Олег Лукошин - Человек-недоразумение
Кинчев был бесподобен. Он и вправду был сущим демоном, выползшим в нашу реальность из толщ запредельности — те кадры, когда он стоит на сцене в своём экзотическом гриме и начинает петь потусторонним голосом, начинает трястись, начинает чарующе махать руками — они поражали воображение, они терзали, они вызывали в тебе позабытые и вовсе отсутствовавшие эмоции, они сминали и одновременно наполняли тебя невидимой энергией.
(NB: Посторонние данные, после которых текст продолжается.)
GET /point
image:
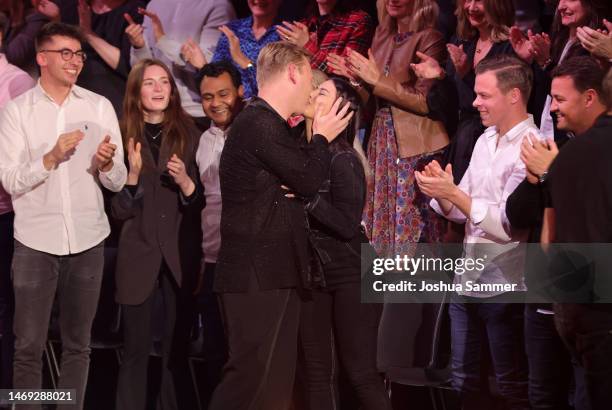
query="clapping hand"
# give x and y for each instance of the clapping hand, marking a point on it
(459, 59)
(364, 68)
(192, 53)
(178, 171)
(338, 65)
(84, 16)
(428, 68)
(436, 182)
(597, 42)
(48, 9)
(234, 46)
(104, 154)
(135, 160)
(134, 32)
(295, 33)
(521, 44)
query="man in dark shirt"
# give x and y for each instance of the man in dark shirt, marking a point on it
(578, 211)
(550, 367)
(263, 237)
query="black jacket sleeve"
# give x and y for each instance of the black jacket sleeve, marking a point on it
(347, 188)
(525, 206)
(302, 170)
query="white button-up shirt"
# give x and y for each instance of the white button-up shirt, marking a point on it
(207, 158)
(495, 171)
(59, 211)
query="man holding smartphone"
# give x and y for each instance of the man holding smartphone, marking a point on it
(57, 142)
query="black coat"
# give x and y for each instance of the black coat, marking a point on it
(158, 222)
(262, 232)
(335, 220)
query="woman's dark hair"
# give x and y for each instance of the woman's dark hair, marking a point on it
(595, 12)
(342, 6)
(344, 141)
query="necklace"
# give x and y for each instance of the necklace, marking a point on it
(154, 137)
(480, 48)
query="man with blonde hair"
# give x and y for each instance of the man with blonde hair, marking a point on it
(261, 263)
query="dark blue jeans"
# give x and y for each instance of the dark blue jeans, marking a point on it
(500, 326)
(37, 277)
(6, 301)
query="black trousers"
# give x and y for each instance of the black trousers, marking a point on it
(7, 339)
(139, 324)
(333, 321)
(586, 331)
(37, 278)
(261, 328)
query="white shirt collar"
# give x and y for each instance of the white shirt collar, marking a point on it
(39, 92)
(514, 132)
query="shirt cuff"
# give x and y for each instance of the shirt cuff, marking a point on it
(38, 169)
(320, 139)
(479, 211)
(115, 176)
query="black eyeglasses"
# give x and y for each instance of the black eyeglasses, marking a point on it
(67, 54)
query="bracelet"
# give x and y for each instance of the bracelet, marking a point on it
(546, 63)
(355, 83)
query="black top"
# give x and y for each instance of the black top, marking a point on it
(524, 209)
(159, 223)
(263, 233)
(18, 43)
(335, 220)
(98, 76)
(580, 186)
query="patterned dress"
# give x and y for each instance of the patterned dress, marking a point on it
(397, 214)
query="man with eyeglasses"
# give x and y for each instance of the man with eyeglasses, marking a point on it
(58, 142)
(13, 82)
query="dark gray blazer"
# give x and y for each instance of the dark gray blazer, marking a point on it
(158, 221)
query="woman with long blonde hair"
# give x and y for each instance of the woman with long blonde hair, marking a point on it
(159, 246)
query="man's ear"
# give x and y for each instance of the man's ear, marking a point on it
(292, 73)
(515, 96)
(41, 59)
(590, 97)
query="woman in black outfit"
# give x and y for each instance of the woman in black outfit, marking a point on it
(159, 246)
(334, 320)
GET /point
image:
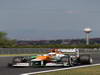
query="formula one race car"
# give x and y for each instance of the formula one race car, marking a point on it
(56, 57)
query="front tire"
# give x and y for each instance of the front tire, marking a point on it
(85, 59)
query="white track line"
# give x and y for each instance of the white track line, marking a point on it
(59, 69)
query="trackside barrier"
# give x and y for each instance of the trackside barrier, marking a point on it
(38, 50)
(33, 73)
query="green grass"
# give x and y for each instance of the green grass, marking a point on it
(80, 71)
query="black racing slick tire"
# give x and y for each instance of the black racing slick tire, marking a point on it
(85, 59)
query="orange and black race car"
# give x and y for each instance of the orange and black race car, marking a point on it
(55, 57)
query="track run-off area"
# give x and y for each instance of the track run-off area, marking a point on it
(4, 70)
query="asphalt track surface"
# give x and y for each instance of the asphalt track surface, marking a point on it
(4, 70)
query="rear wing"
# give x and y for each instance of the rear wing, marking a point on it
(73, 51)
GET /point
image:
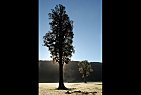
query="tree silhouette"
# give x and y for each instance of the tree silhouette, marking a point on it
(59, 41)
(85, 69)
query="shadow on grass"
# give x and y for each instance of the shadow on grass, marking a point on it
(65, 89)
(81, 92)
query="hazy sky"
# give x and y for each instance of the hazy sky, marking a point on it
(87, 17)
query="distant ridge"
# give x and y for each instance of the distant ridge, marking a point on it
(49, 72)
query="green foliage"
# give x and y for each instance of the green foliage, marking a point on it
(85, 68)
(60, 39)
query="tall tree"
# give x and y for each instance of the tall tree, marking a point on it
(85, 69)
(59, 41)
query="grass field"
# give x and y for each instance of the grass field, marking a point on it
(90, 88)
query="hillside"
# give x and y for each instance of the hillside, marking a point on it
(49, 72)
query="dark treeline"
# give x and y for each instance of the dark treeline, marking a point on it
(48, 72)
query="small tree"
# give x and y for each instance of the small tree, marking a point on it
(85, 69)
(59, 41)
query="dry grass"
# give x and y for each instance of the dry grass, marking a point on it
(90, 88)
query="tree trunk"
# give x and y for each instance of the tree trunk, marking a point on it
(85, 80)
(61, 82)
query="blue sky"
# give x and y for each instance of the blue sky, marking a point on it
(87, 17)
Это был протест. Нет, это был Протест с большой буквы. Протест против самой жизни, против её обманчиво-замысловатых сплетений, против цвета и звука, против материальных форм как таковых. Я понимаю, что, скорее всего, наделяю Кинчева некоторыми изначально отсутствовавшими в нём проявлениями, которые слишком важны для меня, которые мне хотелось бы видеть в любом человеческом существе, к кому я испытал симпатию. И всё же Костя Кинчев тех лет — это было нечто, ребята! На несколько лет он стал моим наиглавнейшим кумиром. В интернате было достаточно трудно следить за музыкальным процессом: кроме радиоточки со стареньким раздолбанным аппаратом, который почему-то был установлен лишь в одной палате и палата эта была девчачьей, и первого альбома «Алисы» «Энергия», неизвестно как и кем закупленного вкупе с Софией Ротару, Игорем Скляром, ансамблем «Синяя птица» и ещё несколькими пластинками каких-то уж совершенно запредельных в своей бестолковости советских исполнителей, вроде некоего Игоря Демарина, для культурно-массовой работы в психушке. Все эти диски вместе с едва живой вертушкой «Россия» (производители проигрывателей винила уже тогда знали, какой бренд надо запускать в массы) хранились в темнушке на нашем этаже, рядом с другой темнушкой, где покоился неработающий (вроде бы) стоматологический аппарат в виде кресла и пришпандоренной к нему бормашины. Вертушку иногда разрешалось извлекать из темнушки и даже переносить к себе в палату, чтобы послушать там божественные звуки, издаваемые Ротару и Кинчевым. Про Ротару, как вы понимаете, я говорю с сарказмом, а вот про Кинчева — совершенно искренне. Так вот, лишь эти два источника музыкальной информации были для меня проводниками в мир музыкальных фантазий Константина, но и этого наверняка было более чем достаточно, чтобы уловить ещё одну, ранее неизвестную и не вполне объяснимую грань интерпретации этого мира.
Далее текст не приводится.